Was ist also bei der SVB schief gelaufen? Sie hatte eine einzigartige Marktposition als Hausbank für das Startup-Ökosystem sowie für viele Risikokapitalgeber in diesem Sektor. Die Barmittel der Hälfte aller mit Risikokapital finanzierten Start-ups in den USA lagen als Einlagen auf ihren Büchern. Ihre Einlagenbasis, die während der Pandemie erheblich gestiegen war, war jedoch ungewöhnlich wankelmütig. Die große Mehrheit – nämlich 96 Prozent – war nicht von der Einlagensicherung gedeckt.

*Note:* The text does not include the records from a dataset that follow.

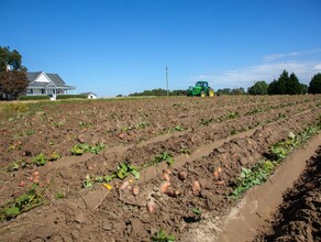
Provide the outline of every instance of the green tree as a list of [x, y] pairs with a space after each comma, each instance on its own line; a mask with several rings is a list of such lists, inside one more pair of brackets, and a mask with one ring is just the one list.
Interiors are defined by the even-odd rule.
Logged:
[[300, 95], [301, 94], [301, 85], [296, 74], [291, 74], [287, 80], [286, 85], [286, 94], [287, 95]]
[[27, 87], [25, 72], [20, 53], [0, 46], [0, 96], [15, 99], [24, 94]]
[[25, 92], [27, 79], [25, 72], [8, 70], [0, 72], [0, 94], [7, 99], [16, 99]]
[[321, 94], [321, 73], [316, 74], [309, 85], [309, 94]]
[[231, 89], [230, 88], [223, 88], [223, 89], [219, 89], [218, 95], [230, 95], [231, 94]]
[[248, 95], [267, 95], [268, 85], [264, 80], [256, 81], [247, 89]]
[[302, 87], [294, 73], [289, 76], [288, 72], [284, 70], [277, 80], [269, 84], [267, 91], [269, 95], [299, 95]]
[[300, 84], [300, 87], [301, 87], [301, 95], [308, 94], [308, 89], [309, 89], [308, 85]]
[[233, 90], [231, 90], [231, 95], [245, 95], [245, 90], [243, 87], [234, 88]]
[[11, 52], [10, 47], [0, 46], [0, 72], [4, 72], [7, 65], [9, 65], [12, 70], [26, 72], [26, 68], [22, 66], [22, 56], [16, 50]]

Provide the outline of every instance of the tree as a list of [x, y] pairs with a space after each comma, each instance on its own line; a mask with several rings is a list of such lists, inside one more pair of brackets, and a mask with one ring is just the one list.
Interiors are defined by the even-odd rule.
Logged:
[[300, 84], [300, 86], [301, 86], [301, 95], [308, 94], [308, 89], [309, 89], [308, 85]]
[[274, 79], [274, 80], [268, 85], [267, 94], [268, 94], [268, 95], [276, 95], [276, 94], [278, 92], [277, 88], [278, 88], [277, 80]]
[[223, 88], [223, 89], [219, 89], [217, 91], [217, 94], [220, 95], [230, 95], [231, 94], [231, 89], [230, 88]]
[[321, 73], [316, 74], [309, 85], [309, 94], [321, 94]]
[[233, 90], [231, 90], [231, 95], [245, 95], [245, 90], [243, 87], [234, 88]]
[[269, 84], [269, 95], [299, 95], [302, 92], [301, 84], [297, 76], [292, 73], [290, 76], [284, 70], [277, 80]]
[[12, 70], [24, 70], [26, 68], [22, 66], [22, 56], [15, 50], [10, 52], [10, 47], [0, 46], [0, 72], [4, 72], [9, 65]]
[[248, 95], [267, 95], [268, 85], [264, 81], [256, 81], [247, 89]]
[[3, 94], [7, 99], [16, 99], [19, 95], [25, 92], [26, 87], [27, 79], [25, 72], [0, 72], [0, 94]]
[[24, 94], [27, 87], [25, 72], [20, 53], [0, 46], [0, 96], [15, 99]]
[[286, 85], [286, 94], [287, 95], [300, 95], [301, 94], [301, 85], [296, 74], [291, 74], [287, 80]]

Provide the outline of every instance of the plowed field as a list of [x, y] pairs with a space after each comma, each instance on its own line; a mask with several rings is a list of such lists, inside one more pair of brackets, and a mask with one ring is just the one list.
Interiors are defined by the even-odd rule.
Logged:
[[320, 127], [320, 106], [321, 96], [1, 103], [0, 241], [151, 241], [160, 229], [213, 241], [243, 196], [231, 196], [242, 167]]

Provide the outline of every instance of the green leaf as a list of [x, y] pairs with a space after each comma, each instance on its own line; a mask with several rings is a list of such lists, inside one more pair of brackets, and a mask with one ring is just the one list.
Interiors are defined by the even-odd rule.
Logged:
[[5, 208], [3, 209], [4, 213], [7, 217], [15, 217], [20, 213], [20, 209], [18, 207], [11, 207], [11, 208]]
[[191, 211], [195, 213], [195, 215], [201, 215], [202, 211], [197, 209], [197, 208], [192, 208]]
[[111, 182], [111, 180], [113, 179], [113, 176], [108, 176], [108, 175], [106, 175], [106, 176], [103, 177], [103, 179], [104, 179], [106, 183], [109, 183], [109, 182]]

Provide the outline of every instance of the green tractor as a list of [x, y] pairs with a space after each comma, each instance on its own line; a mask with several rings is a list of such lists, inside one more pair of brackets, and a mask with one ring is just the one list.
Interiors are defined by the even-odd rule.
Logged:
[[190, 86], [187, 90], [187, 96], [190, 97], [214, 97], [214, 90], [209, 87], [208, 81], [197, 81], [195, 86]]

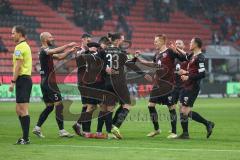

Derartig ungedeckte Einleger gelten auf den Märkten und bei den Bankenaufsehern als besonders „flüchtig". Als die Einlagenbasis der SVB in der vergangenen Woche rapide abnahm, war sie gezwungen, Anleihen zu verkaufen, um auf diese Weise Barmittel zu beschaffen. Dabei kristallisierten sich Verluste heraus, da der Wert ihrer festverzinslichen Anleihebestände aufgrund steigender Zinssätze gelitten hatte. Ein Versuch, sich anderweitig zusätzliches Kapital zu beschaffen, scheiterte.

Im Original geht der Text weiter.